The policy will govern the disposal, sorting, and recycling of e-waste.
E-waste refers to materials thrown off disused electronic gadgets like computers, cell phones, television sets, which if dumped irregularly, can emit harmful gases. The calls by MIHR follow a recent report by the World Health Organisation (WHO) revealing disturbing evidence of the hazardous impact of e-waste on the health of children and pregnant women.
The WHO report released in June this year, showed that e-waste emissions expose unborn babies and children to lung malfunctions and respiratory problems including cough, wheezing and asthma, which have been linked to chromium, manganese and lead exposure.
Other linkages include impaired thyroid function, especially associated with exposure to some organic chemical compounds, impaired cardiovascular system function, in particular in association with exposure to lead and PAHs and DNA damage.

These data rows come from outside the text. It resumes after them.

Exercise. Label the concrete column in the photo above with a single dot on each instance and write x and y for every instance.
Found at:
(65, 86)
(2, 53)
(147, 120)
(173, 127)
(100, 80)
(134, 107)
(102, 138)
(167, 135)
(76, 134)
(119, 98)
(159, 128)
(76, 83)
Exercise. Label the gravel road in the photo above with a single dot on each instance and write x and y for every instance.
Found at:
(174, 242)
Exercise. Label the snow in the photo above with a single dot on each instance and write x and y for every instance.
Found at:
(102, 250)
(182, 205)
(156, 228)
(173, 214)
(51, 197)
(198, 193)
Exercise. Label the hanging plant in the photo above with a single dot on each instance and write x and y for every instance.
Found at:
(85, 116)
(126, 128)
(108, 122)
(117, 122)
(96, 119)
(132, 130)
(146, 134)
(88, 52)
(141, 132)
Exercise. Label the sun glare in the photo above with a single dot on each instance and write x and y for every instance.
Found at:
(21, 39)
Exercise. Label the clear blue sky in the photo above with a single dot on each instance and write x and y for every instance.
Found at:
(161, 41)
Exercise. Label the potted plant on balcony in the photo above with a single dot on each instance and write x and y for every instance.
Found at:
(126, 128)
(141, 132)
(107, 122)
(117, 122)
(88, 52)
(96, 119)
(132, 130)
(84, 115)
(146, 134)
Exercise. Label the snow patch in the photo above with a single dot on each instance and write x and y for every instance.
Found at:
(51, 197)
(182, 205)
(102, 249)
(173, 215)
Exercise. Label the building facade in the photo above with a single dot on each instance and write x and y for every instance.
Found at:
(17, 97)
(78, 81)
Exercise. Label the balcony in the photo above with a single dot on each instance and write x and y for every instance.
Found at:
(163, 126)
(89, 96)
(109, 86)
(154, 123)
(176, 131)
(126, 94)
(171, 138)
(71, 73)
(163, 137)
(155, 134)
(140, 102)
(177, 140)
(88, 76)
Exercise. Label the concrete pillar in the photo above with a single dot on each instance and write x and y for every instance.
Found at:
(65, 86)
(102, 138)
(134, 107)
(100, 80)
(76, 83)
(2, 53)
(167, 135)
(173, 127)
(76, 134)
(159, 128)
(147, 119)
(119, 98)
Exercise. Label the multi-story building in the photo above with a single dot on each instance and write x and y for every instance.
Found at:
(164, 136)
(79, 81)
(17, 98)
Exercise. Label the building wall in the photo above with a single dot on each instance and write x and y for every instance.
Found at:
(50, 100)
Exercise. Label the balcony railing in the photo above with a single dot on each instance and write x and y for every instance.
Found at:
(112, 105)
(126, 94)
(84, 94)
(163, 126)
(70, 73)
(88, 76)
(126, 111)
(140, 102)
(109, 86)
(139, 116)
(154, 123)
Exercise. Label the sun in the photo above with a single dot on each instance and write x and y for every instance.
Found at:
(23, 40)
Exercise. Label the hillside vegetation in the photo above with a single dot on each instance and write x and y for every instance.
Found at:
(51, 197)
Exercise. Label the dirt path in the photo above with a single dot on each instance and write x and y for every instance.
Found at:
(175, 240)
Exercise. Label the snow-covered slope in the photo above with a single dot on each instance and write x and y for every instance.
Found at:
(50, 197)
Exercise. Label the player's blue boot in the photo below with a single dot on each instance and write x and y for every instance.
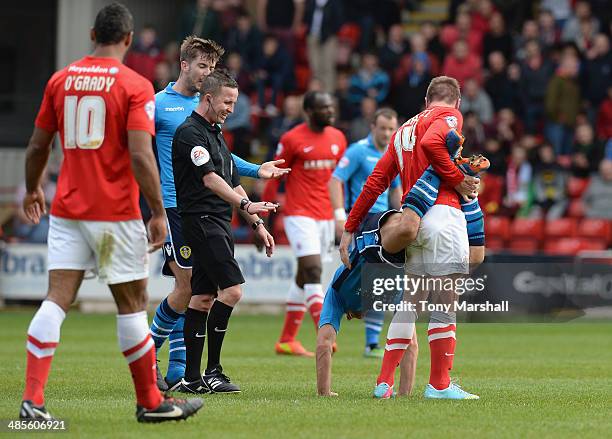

“As MIHR we reiterate the call we made when we petitioned Parliament of Zimbabwe on 20 May 2021 and when we gave oral evidence to the Parliamentary Portfolio Committee on Environment and Tourism on 26 July 2021 that Zimbabwe should enact a national e-waste policy to regulate the disposal, sorting, and recycling of e-waste in the country. The e-waste policy will also be integral in controlling the importation of electric and electronic equipment that is already at its end of shelf life or that is recycled,” MIHR Coordinator Khumbulani Maphosa said in an interview this week.
“The Parliament of Zimbabwe has adopted for consideration the petition filed by a Bulawayo based human rights group, Matabeleland Institution for Human rights seeking the lower house to expeditiously enact a national e-waste policy to regulate and coordinate the documentation, disposal, handling and recycling of e-waste in Zimbabwe,” Maphosa said.
“They also prayed for a policy that prohibits the international dumping of obsolete electronic and electric equipment to Zimbabwe through importations.”